While it can increase the risk of injury tremendously, it’s not necessarily a bad thing; but is part of the learning curve.
Most importantly, the experience amassed throughout one’s 20s also acquaints one with their limits.
If you’re still trying to squat 120% of your 1 rep max into your 30s, I can’t help you, but most people should be aware that this is not the best idea in the long run for your physique.
Again, maturity comes with experience.
Wisdom is an invaluable commodity to possess.
Aside from cutting out time-wasting exercises, meal plans, and whatever else, you’ll become far more efficient at choosing the correct paths to your success.
Another thing brought on by immaturity are the mental gymnastics used to justify poor dietary choices, for example: “I will eat a family size pizza and down 12 beers because I’m young, have a fast metabolism, and I’ll do 2 hours of cardio tomorrow.”

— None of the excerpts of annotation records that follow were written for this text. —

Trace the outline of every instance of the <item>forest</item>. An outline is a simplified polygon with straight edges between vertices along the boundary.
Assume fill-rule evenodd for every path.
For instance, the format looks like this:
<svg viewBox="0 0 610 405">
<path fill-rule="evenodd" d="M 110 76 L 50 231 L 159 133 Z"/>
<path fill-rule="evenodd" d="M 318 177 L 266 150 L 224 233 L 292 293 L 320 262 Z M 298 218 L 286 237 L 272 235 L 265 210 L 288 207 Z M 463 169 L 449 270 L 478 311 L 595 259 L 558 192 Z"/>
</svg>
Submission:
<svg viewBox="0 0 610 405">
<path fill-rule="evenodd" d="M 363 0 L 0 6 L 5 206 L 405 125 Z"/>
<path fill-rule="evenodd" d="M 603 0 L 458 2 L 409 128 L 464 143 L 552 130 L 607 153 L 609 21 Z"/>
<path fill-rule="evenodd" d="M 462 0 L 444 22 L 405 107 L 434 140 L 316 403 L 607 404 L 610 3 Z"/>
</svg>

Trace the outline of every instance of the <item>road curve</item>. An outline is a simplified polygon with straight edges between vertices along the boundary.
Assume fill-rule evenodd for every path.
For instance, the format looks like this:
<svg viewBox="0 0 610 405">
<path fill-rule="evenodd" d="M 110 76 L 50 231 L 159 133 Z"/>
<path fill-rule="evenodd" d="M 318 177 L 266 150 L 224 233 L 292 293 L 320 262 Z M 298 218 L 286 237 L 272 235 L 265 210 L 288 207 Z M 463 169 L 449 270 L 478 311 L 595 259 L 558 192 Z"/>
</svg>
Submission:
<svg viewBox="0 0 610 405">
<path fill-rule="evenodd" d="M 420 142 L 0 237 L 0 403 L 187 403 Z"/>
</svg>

Maturity dictates you can’t outrun a bad diet.
Maturity dictates that sacrifices for a better physique become easier to make.
Even when you’re young, you can make ridiculous excuses for your failures; when you’re older, there’s nowhere to hide: you’re forced to be more honest with yourself.
When I was 18, and I had finally left school, I began partying 5-6 days a week and eating whatever I wanted.
My ballooning waistline would be dismissed by “my abdominal muscles are growing” — even though I’d hit the gym 2-3 times a week and never train my abs!
Without self-imposed reality checks, you can backslide far from the truth.
With maturity, you become more receptive to self-criticism.
If, say, you gained 20lb in a few months — unless you did dbol, deca, and tren for the first time — that 20lb is mostly going to be bad weight.
Being honest with oneself is the only way to enjoy long-lasting success — for your physique and any other endeavors you decide to undertake.